Hello,
I'm currently auditing an application (my own) and have come up with a
question I cannot answer: how secure is a TLS session?
The app is the server side of a client-server communication protocol
using TLS. The socket is provided by socat, which I have configured to
delegate encryption to OpenSSL in FIPS mode. The server has a 2048-bit
RSA key. Everything is working fine.
On the client I can see that the negotiated ciphersuite is
TLS_RSA_WITH_AES_128_CBC_SHA.
My intent was to send a 256-bit key to the server app (used for other
purposes within the server) over this link. Of course, encrypting this
with the negotiated 128-bit AES key weakens it, so my initial instinct
was to simply limit the ciphersuites on the server to
TLS_RSA_WITH_AES_256_CBC_SHA.
However...
Would this make any difference at all?
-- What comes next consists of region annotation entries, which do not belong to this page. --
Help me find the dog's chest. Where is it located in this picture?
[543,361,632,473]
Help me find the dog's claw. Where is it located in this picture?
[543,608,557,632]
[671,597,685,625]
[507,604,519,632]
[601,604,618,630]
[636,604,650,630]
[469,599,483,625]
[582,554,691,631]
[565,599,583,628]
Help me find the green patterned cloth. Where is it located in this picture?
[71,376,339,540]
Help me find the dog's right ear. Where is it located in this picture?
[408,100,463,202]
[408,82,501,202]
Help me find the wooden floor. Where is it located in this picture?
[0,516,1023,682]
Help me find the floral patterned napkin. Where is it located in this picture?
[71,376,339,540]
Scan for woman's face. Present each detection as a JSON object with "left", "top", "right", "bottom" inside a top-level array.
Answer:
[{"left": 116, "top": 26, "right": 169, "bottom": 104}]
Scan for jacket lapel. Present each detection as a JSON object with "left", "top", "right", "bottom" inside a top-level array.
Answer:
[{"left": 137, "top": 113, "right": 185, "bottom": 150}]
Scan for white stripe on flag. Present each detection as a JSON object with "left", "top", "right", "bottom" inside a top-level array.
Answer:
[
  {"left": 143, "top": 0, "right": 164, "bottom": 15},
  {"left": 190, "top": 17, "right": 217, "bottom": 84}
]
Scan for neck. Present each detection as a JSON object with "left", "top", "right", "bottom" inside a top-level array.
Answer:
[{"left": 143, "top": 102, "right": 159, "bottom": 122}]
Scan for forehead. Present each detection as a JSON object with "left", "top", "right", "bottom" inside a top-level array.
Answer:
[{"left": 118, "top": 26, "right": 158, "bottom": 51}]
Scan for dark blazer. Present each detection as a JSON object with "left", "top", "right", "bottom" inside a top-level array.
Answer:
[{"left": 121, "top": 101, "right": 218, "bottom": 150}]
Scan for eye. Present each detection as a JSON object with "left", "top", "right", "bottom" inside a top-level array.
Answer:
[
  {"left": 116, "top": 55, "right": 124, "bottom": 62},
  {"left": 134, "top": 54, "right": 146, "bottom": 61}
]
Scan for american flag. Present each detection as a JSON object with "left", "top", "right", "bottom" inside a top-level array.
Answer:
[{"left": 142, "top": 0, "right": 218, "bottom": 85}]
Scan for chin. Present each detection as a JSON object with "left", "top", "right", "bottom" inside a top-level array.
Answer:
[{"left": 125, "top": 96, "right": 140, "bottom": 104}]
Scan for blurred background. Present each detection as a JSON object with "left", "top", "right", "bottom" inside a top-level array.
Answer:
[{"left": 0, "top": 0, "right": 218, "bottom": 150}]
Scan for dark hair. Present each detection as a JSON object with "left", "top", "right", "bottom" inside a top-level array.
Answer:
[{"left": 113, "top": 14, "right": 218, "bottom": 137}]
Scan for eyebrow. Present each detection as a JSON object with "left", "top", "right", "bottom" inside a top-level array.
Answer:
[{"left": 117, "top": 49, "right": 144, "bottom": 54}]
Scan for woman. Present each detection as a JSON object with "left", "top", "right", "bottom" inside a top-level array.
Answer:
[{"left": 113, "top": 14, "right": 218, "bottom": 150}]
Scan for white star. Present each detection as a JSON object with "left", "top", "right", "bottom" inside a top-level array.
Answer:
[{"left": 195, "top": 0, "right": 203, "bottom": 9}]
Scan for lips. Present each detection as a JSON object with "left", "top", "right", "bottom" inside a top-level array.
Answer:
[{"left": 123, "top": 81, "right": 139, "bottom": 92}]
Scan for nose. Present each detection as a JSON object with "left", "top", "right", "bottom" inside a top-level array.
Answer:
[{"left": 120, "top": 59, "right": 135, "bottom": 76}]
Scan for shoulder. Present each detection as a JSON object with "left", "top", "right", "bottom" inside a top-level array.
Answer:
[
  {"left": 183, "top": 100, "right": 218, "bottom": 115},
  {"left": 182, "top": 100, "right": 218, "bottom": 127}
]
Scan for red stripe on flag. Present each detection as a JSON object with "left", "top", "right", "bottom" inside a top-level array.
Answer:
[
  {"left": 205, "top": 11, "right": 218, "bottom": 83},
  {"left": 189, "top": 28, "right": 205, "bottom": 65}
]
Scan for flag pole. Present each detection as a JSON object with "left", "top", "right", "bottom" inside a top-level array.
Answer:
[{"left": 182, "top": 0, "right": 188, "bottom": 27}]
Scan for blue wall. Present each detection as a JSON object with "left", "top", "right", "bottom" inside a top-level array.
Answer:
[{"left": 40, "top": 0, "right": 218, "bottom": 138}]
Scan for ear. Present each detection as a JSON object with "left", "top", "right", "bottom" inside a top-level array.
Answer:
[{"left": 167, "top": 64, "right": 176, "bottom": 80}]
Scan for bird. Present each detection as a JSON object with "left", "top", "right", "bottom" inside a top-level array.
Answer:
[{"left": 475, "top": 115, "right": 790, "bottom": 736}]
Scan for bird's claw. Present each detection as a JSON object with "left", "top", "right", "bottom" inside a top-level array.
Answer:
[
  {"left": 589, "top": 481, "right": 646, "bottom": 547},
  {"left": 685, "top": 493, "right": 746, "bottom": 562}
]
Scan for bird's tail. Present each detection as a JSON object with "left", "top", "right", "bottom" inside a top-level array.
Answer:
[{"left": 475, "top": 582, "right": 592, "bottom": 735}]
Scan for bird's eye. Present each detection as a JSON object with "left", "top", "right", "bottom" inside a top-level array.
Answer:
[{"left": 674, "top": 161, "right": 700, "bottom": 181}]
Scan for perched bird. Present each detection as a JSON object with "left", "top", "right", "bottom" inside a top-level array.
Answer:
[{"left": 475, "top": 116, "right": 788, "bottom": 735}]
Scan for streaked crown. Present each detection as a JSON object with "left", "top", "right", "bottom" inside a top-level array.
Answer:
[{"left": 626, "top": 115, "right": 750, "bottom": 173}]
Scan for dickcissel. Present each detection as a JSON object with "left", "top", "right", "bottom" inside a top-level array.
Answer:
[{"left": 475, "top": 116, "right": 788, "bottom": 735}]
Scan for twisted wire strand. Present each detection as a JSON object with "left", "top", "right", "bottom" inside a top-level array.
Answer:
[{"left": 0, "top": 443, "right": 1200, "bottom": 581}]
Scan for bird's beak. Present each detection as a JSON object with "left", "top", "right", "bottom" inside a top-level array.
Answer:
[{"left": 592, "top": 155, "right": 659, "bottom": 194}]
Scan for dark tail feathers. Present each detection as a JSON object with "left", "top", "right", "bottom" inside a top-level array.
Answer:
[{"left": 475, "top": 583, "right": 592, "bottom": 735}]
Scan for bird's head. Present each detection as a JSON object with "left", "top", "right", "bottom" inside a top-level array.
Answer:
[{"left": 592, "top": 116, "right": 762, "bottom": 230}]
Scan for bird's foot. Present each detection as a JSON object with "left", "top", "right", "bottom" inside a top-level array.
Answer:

The RSA key used to send the
pre-master secret in the TLS handshake is a 2048-bit key, which is
generally considered to provide 112 "bits of security" (see table 2, p.
63 of NIST Special Publication 800-57 at
http://csrc.nist.gov/publications/nistpubs/800-57/sp800-57-Part1-revised2_Mar08-2007.pdf)
The way I understand TLS, this pre-master secret is used to generate
the AES key.
It seems to me that regardless of the AES key strength selected, the TLS
session itself is limited 112-bit security by the 2048-bit RSA key. Am
I missing something here?
And if this is the case, any suggestions for ways to improve this short
of using a 15360-byte RSA key (which is not feasible for this application)?